En este contexto, Trump lanza su ofensiva. ¿La reacción china? Sorprendentemente comedida. No respondieron al último incremento de aranceles. No replicaron a las restricciones a navíos que toquen puertos americanos. Y, quizás más revelador, han nombrado como jefe negociador a Li Chenggang, ex embajador ante la OMC y figura con fama de moderado y pro-occidental. Además, el Ministerio de Exteriores chino emitió el 9 de abril un comunicado pidiendo un «diálogo en condiciones de igualdad».
¿Claudicación? No. Pero sí un intento claro de desescalar. Mientras tanto, Xi Jinping ha salido de gira mundial estilo Shakira, buscando apoyos en lo que parece será una nueva guerra de bloques. Y es que el dumping chino no solo ha afectado a Occidente, sino —quizás más— a sus competidores en el sudeste asiático. Países como Vietnam, Malasia o India han perdido empleos por culpa de las prácticas del Partido Comunista Chino (PCCh). Para ellos, un entorno arancelario más «benevolente» puede suponer una ventaja competitiva frente a Pekín. No es casual que más de 75 países se hayan apresurado a renegociar sus acuerdos con EE.UU. antes de que expire el límite de 90 días fijado por Trump.

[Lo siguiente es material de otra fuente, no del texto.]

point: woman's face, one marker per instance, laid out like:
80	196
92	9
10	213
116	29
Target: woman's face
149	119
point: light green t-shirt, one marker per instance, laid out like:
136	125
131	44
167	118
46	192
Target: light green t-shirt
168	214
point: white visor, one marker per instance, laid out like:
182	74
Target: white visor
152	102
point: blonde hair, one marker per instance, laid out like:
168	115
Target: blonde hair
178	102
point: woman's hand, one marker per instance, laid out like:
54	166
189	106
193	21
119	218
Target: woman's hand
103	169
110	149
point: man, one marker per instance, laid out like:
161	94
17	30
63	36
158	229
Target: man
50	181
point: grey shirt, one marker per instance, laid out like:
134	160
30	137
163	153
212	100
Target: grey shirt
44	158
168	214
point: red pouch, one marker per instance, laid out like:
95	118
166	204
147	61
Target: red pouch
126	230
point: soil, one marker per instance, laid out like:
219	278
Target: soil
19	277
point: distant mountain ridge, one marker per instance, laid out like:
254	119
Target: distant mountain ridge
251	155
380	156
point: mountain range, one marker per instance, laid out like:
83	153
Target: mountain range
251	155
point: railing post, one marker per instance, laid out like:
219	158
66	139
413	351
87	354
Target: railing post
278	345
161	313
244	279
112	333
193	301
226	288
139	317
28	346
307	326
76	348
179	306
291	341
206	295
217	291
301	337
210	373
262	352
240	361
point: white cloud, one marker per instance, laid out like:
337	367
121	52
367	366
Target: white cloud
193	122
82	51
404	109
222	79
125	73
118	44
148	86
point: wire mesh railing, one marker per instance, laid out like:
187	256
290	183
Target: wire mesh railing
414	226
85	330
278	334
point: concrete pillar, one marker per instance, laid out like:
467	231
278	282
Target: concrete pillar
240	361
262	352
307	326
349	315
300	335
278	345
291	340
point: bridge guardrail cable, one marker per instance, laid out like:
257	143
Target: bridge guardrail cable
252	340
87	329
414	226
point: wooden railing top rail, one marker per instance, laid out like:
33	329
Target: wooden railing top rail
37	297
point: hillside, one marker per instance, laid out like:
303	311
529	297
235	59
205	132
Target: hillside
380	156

Trump tiene ahora dos opciones. La primera, maximalista, sería obligar a China a desmontar su modelo económico extractivo, abrir su mercado interno y dejar de financiar su rearme a costa del superávit comercial. Pero eso es una quimera. La segunda, más realista, sería lograr concesiones graduales que permitan abrir parcialmente el mercado doméstico chino, mientras se consolidan nuevas cadenas de suministro en países aliados —el famoso «friend-shoring»— para sectores estratégicos como medicamentos o chips. El desacoplamiento sería así progresivo, y, como dice un amigo mío al hablar de la muerte, rápido e indoloro.
Todo indica que Trump ha optado por esta segunda vía. Pero de ahí a decir que se ha rendido… hay un abismo. Sus palabras, y no lo que dicen que ha dicho, lo dejan claro: «los aranceles del 145 % son muy altos… No espero que eso se mantenga… Xi es un buen amigo… creo que vamos a llegar a un buen trato… Pero el mundo, no solo China, lleva muchos años aprovechándose de nosotros… y eso tiene que terminar».
A mí me suena más a «el partido ha comenzado» que a un acto de contrición. Pero nunca dejeis que los hechos destrocen un buen relato… Only time will tell.